Вагон остановился. Теперь слышались, кроме грачиных, человеческие голоса. Пробежали в мужичьих сапогах бабы с мешками, толкаясь, показывая белые ляжки, полезли в товарный вагон. В окно купе, прямо на Катю, просунулась в засаленном картузе косматая голова, от самых медвежьих глаз заросшая бородой, свалянной в косицы.
- Случаем пулеметика не продадите?
На верхней полке крякнули, кто-то сильно повернулся, веселым голосом ответил:
- Пушечки имеются, а пулеметики все продали.
- Пушки нам ни к чему, - сказал мужик, раздвигая большой рот, так что борода пошла в стороны веником. Он влез с локтями в окошко, хитро оглядывая внутренность купе, - нельзя ли к чему прицениться? С верхней койки соскочил рослый солдат, - широкое лицо, голубые детские глаза, ладный бритый череп. Затянул сильным движением ремень на шинели.
- Тебе, отец, не воевать, на печку пора, шептунов пускать.

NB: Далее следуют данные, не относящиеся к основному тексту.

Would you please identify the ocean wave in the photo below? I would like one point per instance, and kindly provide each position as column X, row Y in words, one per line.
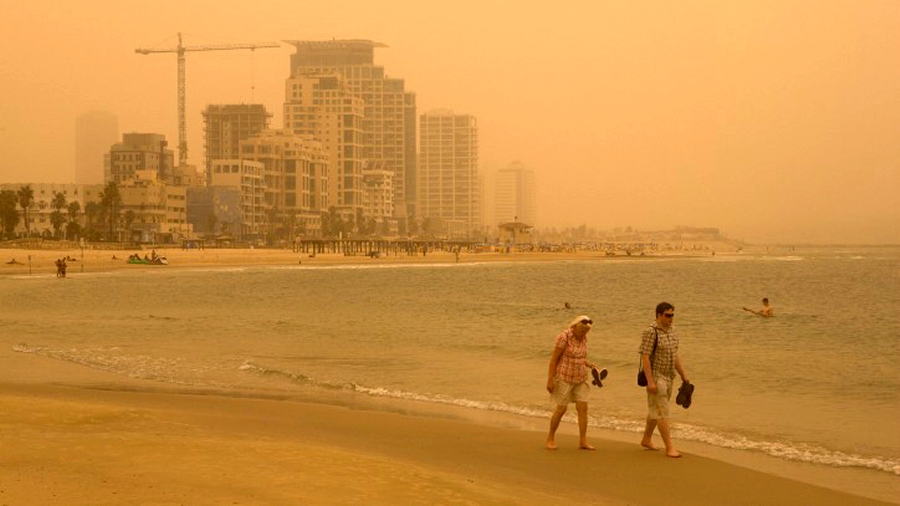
column 798, row 452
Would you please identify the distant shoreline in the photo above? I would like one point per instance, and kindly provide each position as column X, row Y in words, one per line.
column 41, row 261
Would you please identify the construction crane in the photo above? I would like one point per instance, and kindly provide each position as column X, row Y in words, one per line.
column 181, row 49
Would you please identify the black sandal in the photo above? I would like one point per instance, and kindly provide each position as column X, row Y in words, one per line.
column 599, row 376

- Это верно, - сказал мужик, - что на печку. Нет, солдат, нынче на печи не поспишь. Спать не дадут. Ино кормиться надо.
- Разбоем?
- Ну, ты скажешь...
- А зачем тебе пулемет?
- Как тебе сказать? - Мужик закрутил нос, корявой рукой разворочал шерсть на лице, и все это затем, чтобы скрыть блеск глаз, - так они у него лукаво засмеялись. - Сынишка у меня с войны вернулся. Съезди да съезди, говорит, на станцию, приценись к пулеметику. Пуда за четыре пшенички я бы взял. А?
- Кулачье, - сказал солдат и засмеялся, - черти гладкие! А сколько у тебя лошадей, папаша?
- Восемь бог дал. А из вещей каких или оружия, ничего для продажи нет? - Он еще раз оглянул сидящих в купе и - вдруг и улыбка пропала, и глаза погасли - отвернулся, будто это не люди были в купе, а дерьмо, и пошел по грязи, по перрону, помахивая кнутиком.
- Видели его? - сказал солдат, ясно взглянув на Катю. - Восемь лошадей! А сыновей у него душ двенадцать. Посадит их на коней, и пошли гулять по степи, - добытчики. А сам - на печку, задницей в зерно. добычу копить.